Dans son bilan 2010 du médicament, Prescrire déplore le peu d'avancées pour les patients et un nombre trop important de médicaments à éviter. En 2010, 97 nouveaux médicaments ou indications de médicaments déjà commercialisés ont fait l'objet d'une cotation par Prescrire. Parmi eux, seuls 4 apportent un progrès notable pour les soins. Mais 19 autres sont autorisés en dépit d'une balance bénéfices-risques défavorable.

À défaut de commercialiser des médicaments apportant de réels progrès, les firmes recyclent d'anciennes substances sous forme d'associations à doses fixes ou pour de nouvelles voies d'administration. Chez les enfants, même si certains médicaments sont cotés "éventuellement utiles", leur évaluation est le plus souvent insuffisante et le progrès apporté est modeste.

Les agences du médicament ont pour mission de protéger les patients, mais elles sont trop souvent sous influence des firmes, rendant leurs décisions timorées en termes de retrait du marché.

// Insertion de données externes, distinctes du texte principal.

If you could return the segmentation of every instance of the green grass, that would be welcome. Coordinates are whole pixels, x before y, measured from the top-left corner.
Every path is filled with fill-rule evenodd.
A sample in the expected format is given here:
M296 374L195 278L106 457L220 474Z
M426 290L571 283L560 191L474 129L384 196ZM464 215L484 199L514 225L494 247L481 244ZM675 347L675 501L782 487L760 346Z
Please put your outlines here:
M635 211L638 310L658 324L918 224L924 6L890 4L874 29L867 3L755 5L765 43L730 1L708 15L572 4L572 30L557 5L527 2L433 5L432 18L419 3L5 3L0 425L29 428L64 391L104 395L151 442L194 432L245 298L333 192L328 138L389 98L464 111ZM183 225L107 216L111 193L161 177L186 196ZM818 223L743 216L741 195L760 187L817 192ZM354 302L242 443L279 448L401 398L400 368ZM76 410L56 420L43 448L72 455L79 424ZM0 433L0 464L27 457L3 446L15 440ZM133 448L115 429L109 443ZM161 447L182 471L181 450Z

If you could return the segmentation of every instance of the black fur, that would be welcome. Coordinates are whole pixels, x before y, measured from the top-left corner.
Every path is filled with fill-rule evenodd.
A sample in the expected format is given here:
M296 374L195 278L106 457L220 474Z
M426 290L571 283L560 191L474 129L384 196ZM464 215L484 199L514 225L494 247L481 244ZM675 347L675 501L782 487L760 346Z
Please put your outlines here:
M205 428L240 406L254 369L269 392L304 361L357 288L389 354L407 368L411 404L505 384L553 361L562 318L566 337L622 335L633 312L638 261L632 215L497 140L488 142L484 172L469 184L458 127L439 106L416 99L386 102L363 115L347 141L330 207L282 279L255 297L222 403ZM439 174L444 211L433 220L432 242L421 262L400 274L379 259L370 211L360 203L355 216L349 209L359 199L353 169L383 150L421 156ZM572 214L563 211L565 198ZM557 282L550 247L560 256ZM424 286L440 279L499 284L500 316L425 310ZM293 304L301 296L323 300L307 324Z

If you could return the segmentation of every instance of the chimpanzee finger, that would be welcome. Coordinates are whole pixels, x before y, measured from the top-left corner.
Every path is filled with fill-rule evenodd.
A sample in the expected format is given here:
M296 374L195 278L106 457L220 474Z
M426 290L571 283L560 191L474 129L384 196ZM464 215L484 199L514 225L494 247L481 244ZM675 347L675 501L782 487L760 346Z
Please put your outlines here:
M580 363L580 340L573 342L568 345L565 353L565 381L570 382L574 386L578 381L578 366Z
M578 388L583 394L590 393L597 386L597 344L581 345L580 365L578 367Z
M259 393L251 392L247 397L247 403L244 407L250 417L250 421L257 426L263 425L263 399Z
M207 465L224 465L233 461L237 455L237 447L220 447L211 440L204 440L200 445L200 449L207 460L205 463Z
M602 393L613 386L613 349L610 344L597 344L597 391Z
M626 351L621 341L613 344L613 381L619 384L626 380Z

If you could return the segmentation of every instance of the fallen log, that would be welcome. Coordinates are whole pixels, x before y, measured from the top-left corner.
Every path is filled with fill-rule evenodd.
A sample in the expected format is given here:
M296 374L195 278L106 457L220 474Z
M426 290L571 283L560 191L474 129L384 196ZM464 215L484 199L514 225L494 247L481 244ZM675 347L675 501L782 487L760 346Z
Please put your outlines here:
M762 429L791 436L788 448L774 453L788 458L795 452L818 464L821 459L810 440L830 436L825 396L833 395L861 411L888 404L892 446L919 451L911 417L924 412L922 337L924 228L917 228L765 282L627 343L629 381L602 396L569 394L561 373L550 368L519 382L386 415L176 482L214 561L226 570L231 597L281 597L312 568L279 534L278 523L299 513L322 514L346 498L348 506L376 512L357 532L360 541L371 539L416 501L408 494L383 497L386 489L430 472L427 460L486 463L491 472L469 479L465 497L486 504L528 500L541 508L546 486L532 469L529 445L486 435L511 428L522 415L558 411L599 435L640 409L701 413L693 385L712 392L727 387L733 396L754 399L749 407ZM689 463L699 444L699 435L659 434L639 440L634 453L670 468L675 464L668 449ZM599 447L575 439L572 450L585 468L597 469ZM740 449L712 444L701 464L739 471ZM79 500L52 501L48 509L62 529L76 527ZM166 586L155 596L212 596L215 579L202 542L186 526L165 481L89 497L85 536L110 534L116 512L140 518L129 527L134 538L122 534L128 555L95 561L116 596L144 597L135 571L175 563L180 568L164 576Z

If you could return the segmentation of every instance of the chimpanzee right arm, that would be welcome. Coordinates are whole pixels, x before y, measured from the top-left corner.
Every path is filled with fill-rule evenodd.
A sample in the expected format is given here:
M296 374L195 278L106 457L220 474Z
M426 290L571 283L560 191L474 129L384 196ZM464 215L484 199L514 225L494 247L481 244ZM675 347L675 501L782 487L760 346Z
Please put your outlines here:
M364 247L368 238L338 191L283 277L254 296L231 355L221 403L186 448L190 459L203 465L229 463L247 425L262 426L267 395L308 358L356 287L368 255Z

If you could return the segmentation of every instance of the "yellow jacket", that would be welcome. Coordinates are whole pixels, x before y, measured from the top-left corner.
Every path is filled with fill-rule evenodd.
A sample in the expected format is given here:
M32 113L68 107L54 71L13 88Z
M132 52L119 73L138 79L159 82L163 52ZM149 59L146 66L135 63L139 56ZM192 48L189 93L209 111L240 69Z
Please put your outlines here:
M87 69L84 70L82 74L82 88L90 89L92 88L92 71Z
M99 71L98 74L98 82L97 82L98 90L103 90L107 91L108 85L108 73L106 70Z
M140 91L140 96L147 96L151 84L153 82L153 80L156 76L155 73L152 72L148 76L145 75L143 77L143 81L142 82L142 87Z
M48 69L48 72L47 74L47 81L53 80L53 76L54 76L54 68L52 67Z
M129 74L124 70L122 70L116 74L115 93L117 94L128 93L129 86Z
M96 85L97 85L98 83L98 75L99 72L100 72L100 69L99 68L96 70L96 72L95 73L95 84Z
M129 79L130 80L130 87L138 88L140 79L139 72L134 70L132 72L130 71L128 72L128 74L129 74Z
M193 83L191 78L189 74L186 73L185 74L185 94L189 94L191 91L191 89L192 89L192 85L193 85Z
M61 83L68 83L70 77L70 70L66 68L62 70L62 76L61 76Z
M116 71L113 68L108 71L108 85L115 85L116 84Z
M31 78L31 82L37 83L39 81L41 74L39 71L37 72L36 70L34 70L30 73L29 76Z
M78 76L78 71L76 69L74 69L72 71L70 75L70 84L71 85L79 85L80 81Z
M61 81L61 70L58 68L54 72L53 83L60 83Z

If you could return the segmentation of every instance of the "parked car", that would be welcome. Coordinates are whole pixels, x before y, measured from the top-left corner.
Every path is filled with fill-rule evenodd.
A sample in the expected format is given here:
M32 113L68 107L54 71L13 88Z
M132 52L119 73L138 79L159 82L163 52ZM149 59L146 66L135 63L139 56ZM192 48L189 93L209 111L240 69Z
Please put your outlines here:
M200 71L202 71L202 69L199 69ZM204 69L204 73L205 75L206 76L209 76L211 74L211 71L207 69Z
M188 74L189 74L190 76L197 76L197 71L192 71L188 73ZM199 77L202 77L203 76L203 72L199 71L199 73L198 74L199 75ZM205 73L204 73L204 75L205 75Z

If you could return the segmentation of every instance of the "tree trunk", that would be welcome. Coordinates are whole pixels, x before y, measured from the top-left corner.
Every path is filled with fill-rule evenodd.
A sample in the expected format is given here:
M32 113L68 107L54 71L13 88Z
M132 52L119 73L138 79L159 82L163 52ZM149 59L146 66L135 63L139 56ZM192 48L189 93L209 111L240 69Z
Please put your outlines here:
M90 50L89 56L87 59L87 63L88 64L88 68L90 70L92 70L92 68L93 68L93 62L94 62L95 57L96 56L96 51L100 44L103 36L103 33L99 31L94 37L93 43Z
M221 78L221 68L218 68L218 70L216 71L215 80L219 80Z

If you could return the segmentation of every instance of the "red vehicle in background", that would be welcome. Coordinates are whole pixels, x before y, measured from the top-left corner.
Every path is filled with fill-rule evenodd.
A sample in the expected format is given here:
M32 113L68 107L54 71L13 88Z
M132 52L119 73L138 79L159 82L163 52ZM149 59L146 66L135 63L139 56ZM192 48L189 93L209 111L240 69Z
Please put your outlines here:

En 2010 encore, seule une très faible proportion de médicaments à balance bénéfices-risques défavorable ont été retirés du marché. Soignants et usagers du système de santé ont intérêt à s'allier pour obtenir des agences et des autorités qu'elles prennent leurs responsabilités face aux firmes. En attendant, il importe d'éviter les médicaments plus dangereux qu'utiles que les autorités laissent encore sur le marché.

La non-qualité a un coût en termes de santé publique, de santé des patients et pour la collectivité.

STOP AUX GASPILLAGES

Trop de médicaments à effets indésirables disproportionnés sont commercialisés et remboursés, aux dépens des patients et des comptes de l'assurance maladie.

Parmi les médicaments nouvellement commercialisés analysés par Prescrire en 2010, encore une fois, la moitié environ "n'apportent rien de nouveau", c'est-à-dire sont sans intérêt pour améliorer les soins. L'élargissement des ventes, soutenu par la publicité, est la seule justification de ces commercialisations. Des dépenses inutiles.

Pire encore, en 2010, encore une fois, un médicament sur cinq a été coté "Pas d'accord" par Prescrire : des médicaments sans avantage pour les patients et trop lourds d'effets indésirables. Des dépenses dangereuses.

Comment expliquer que les agences du médicament nationales ou européenne aient autorisé ou approuvé ces commercialisations ? Comment expliquer que les pouvoirs publics aient accepté le remboursement de ces médicaments ? Et à des prix souvent beaucoup plus élevés que ceux de médicaments équivalents déjà disponibles ?

Comment ne pas évoquer l'influence des intérêts commerciaux sur les acteurs du système de soins, soignants et patients compris ? La frilosité des agences ? Des experts sous influence ? Des décideurs politiques soumis au chantage des firmes, ou soucieux de soutenir l'emploi et le développement des firmes pharmaceutiques nationales ou européennes, avant la santé publique ?

Autant de dépenses inutiles ou dangereuses, payées soit directement par les patients soit indirectement par l'ensemble des cotisations. Remboursez !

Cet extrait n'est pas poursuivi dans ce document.